Murphy subsequently was convicted in the Wofford robbery. He was sentenced to a second life sentence plus 20 years.

==Parole==
Bill Glass, Roger Staubach, and McCoy McLemore, world champion athletes and local businessmen, visited the Florida State prison in 1974. Murphy was impressed by these visitors and decided to change his life. At that time, Murphy's earliest parole date was November 2005. Murphy began participating in the prison chaplaincy program, leading Bible studies, and mentoring other men in prison. His parole date was moved up progressively because of good behavior. The Florida Parole Board voted to release Murphy, effective November 1986. Some conditions of his parole included making a $2500 donation to Meals on Wheels, and a restriction on returning to Dade and Broward counties, where the crimes were committed.

==Life after prison==
In 1986, Murphy began visiting prisons and jails all over the U.S. as a part of his prison ministry. He was hired by Bill Glass Champions for Life in 1986. Murphy was also a featured speaker for Kairos Prison Ministry, Coalition of Prison Evangelists, International Network of Prison Ministries, Time for Freedom, and Good News Jail & Prison Ministry. After visiting over 1,200 prisons, and recognizing the change apparent in Murphy's life, the Florida Parole Board terminated his "lifetime parole" in 2000.
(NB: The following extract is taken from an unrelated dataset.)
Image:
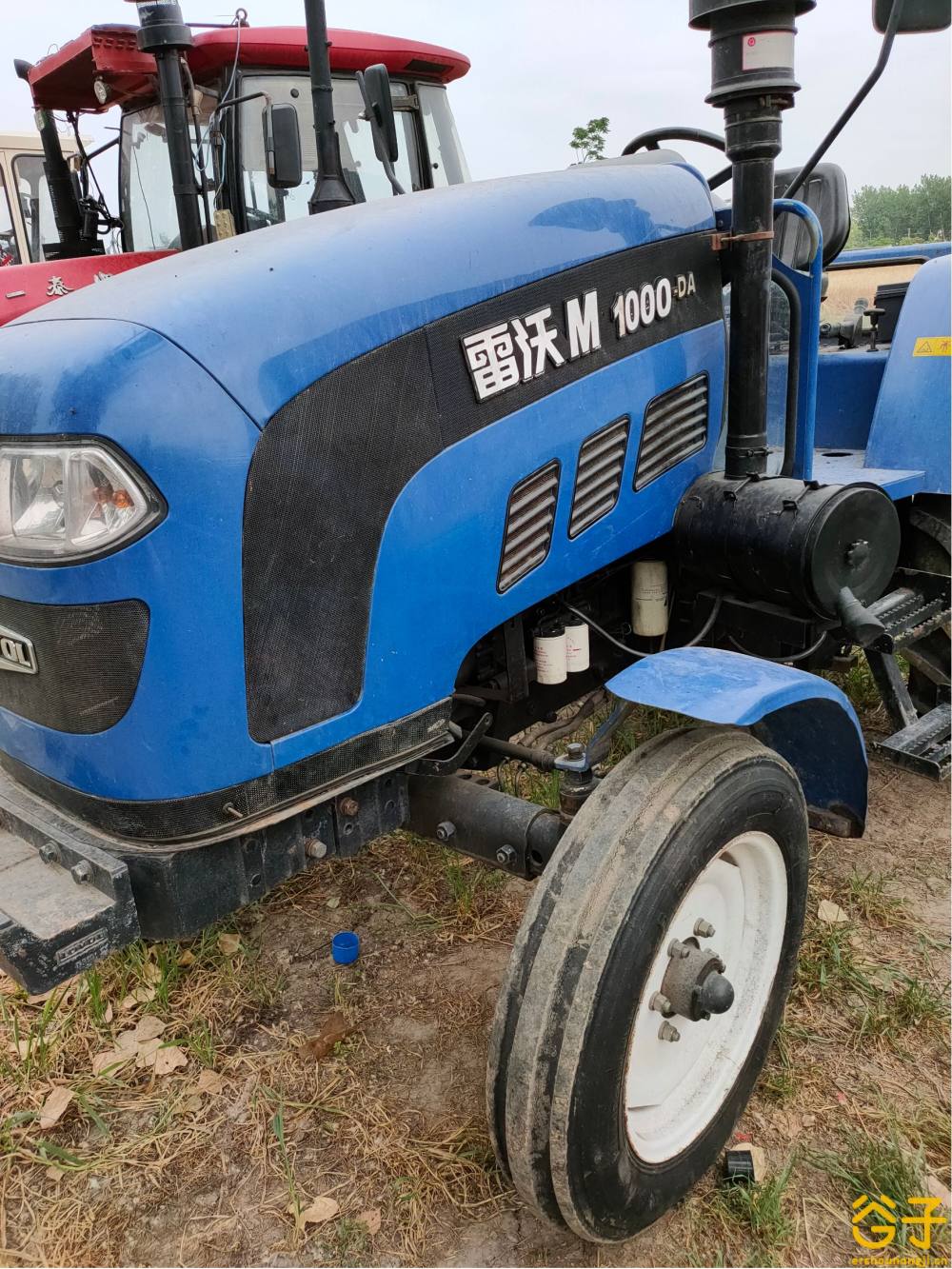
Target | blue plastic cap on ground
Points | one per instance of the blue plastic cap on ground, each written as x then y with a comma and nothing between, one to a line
346,947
Murphy was the keynote speaker in Jerusalem during the 1st World Conference on Crime Prevention and Rehabilitation through Religion. He was a frequent guest on Christian television and radio programs. Murphy also appeared on CNN's Larry King Live.

Murphy served as a vice-president of International Network of Prison Ministries, visiting prisons, jails, and youth detention facilities all over the world.

Murphy wrote a book about his experience and testimony entitled Jewels for the Journey.

He carried campaign signs for Bernie Decastro for sheriff in 2012.

Jack Roland Murphy lived in Crystal River, Florida, with his wife, Kitten, and grandchildren.

In 2012, Murphy's bid for clemency was denied by the state of Florida. Former Florida Department of Corrections Secretary Louie L. Wainwright spoke on Murphy's behalf about the prison ministry work he had done since his 1986 release from prison. According to reports, Governor Rick Scott was personally willing to restore Murphy's rights, but did not have the additional two votes from cabinet members required under Florida law.

Murphy has been featured in the following films:
- Murph the Surf (1975)
- Great Crimes and Trials of the Twentieth Century - Murf the Surf: The Boston Brink's Robbery (1992)
- Do's and Don'ts of Prison Ministry (2008)

In a 2019 New York Times feature story on the 1964 jewel heist, Murphy, the only survivor among the robbers, was quoted at length from his home in Florida.

Murphy wrote the foreword to the book, “Once Life Matters: A New Beginning” written by Marty Angelo.

Murphy died on September 12, 2020, in Crystal River Florida. According to his wife he died of heart and organ failure.